I paid $2500 in 1984 (and those were 1984 dollars!) for a Mac that had 128KB of RAM, a 9" diagonal black and white (not grayscale) screen, no hard drive, one 400K floppy drive, a second 400K floppy drive for an extra $500, and an impact printer for another $500. Have I "lost" all that money now that that hardware has no value at all? No: I got great use out of that computer. I paid what it was worth to me at the time.
So did you.
1. you've had the machine for a year.
2. you take the biggest hit in depreciation the first 1-2 years with big ticket items.
3. you are only losing $500 as the replacement cost is $500 cheaper
4. does your current mac run that slow? how much do you really need for audio work? I know a guy that's done plenty of that work on his 3 year old macbook... for international clients too.
stop complaining. the rest of us aren't gonna wait for updates because of this... you can save some money by not opting for the RAM and CPU upgrade (the 2.3 is not worth the $250 imo, mine is more than fast enough & I'm recording/compressing HD video!). do the ram yourself. the 256gb SSD might be worth it, otherwise opt for the 7200rpm HD at no cost. I spent $50 on the anti-glare screen & really like it.

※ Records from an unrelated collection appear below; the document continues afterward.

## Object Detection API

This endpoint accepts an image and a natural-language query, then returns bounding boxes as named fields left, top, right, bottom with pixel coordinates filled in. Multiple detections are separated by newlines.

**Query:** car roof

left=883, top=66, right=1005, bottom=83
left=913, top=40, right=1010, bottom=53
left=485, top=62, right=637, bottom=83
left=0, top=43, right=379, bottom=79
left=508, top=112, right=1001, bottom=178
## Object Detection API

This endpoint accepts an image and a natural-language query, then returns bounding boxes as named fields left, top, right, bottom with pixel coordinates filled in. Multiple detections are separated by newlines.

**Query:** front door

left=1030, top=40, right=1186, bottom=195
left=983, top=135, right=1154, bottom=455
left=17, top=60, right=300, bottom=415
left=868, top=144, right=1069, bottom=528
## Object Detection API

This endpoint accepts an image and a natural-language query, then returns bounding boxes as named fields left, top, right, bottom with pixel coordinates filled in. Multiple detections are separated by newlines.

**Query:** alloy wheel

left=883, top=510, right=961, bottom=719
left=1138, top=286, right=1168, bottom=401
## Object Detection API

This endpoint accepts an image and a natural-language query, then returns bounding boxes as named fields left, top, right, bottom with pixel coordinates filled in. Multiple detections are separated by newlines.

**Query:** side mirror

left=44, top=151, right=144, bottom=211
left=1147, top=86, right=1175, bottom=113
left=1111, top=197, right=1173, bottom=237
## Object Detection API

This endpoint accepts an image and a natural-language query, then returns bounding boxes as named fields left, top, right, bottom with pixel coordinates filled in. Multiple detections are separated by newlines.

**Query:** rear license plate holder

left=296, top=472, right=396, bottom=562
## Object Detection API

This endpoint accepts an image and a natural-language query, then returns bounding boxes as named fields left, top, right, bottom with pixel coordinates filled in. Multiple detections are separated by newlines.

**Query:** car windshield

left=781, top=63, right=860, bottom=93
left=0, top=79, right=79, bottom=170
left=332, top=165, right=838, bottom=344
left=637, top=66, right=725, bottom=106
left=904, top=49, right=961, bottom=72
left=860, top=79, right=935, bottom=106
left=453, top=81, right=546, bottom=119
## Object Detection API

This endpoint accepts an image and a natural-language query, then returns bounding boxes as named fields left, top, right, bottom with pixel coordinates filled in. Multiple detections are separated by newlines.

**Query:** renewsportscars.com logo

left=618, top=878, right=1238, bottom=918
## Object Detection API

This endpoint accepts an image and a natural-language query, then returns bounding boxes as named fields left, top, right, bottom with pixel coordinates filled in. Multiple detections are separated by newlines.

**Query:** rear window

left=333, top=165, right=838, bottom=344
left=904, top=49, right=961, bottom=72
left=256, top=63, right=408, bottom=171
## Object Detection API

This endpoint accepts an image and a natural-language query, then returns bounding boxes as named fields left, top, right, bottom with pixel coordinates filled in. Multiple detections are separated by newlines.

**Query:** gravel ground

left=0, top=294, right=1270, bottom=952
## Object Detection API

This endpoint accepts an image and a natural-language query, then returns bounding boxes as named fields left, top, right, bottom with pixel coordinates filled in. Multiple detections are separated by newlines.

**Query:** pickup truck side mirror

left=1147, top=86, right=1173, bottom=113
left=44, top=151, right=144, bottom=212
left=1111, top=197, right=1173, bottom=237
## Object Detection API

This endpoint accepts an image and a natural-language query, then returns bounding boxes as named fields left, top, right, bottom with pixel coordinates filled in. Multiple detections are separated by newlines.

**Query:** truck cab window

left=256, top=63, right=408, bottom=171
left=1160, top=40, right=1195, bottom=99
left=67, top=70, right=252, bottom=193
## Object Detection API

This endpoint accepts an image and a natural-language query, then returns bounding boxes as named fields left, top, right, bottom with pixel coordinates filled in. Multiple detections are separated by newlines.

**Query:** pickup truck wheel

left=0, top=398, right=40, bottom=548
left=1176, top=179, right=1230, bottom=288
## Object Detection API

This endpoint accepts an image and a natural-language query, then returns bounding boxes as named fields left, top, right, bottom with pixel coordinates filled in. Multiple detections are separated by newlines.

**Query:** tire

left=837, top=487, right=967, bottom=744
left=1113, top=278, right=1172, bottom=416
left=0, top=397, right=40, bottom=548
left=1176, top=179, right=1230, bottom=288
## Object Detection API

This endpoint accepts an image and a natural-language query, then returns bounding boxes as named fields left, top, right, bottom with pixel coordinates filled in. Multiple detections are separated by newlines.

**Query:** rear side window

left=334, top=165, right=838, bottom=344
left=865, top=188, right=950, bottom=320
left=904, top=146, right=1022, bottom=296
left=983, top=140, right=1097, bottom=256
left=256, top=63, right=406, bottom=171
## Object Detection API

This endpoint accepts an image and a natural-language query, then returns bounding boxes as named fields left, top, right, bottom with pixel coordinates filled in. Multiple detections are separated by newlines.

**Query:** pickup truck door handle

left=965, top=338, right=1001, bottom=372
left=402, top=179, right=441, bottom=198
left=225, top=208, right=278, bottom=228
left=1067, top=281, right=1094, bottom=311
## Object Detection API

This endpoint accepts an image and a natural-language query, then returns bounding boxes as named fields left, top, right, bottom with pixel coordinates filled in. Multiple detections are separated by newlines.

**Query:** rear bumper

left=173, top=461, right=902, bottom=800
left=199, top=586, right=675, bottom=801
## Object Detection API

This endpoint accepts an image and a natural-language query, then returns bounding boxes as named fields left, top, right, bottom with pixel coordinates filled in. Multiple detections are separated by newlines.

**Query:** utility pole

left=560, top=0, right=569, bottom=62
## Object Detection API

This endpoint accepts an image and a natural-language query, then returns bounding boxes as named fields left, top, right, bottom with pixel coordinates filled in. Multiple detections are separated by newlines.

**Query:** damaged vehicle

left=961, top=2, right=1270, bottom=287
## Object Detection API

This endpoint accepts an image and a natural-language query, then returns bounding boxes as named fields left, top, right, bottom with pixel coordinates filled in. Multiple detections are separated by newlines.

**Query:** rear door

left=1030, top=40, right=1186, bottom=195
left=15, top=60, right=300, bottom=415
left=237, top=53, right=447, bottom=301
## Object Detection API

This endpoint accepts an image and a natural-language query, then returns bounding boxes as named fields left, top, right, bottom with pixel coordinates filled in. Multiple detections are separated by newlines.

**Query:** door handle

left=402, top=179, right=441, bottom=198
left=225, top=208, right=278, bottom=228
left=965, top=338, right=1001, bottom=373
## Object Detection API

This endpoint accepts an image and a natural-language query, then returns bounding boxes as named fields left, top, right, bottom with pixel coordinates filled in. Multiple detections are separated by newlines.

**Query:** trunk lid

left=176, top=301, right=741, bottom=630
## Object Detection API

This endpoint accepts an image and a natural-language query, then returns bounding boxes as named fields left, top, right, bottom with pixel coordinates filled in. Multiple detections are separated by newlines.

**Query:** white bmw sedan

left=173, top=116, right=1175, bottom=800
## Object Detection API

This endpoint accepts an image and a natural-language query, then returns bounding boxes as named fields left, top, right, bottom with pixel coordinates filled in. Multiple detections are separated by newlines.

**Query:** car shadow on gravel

The computer industry has been doing pretty much the same thing since it started... Performance goes up while prices go down. You've had your machine for a year. If Apple can produce a better product and offer it at a lower price, there are lots of people looking to purchase a new machine who will be very happy about that. It certainly doesn't make sense to not remain competitive just because they offered "X" product last year at a higher price.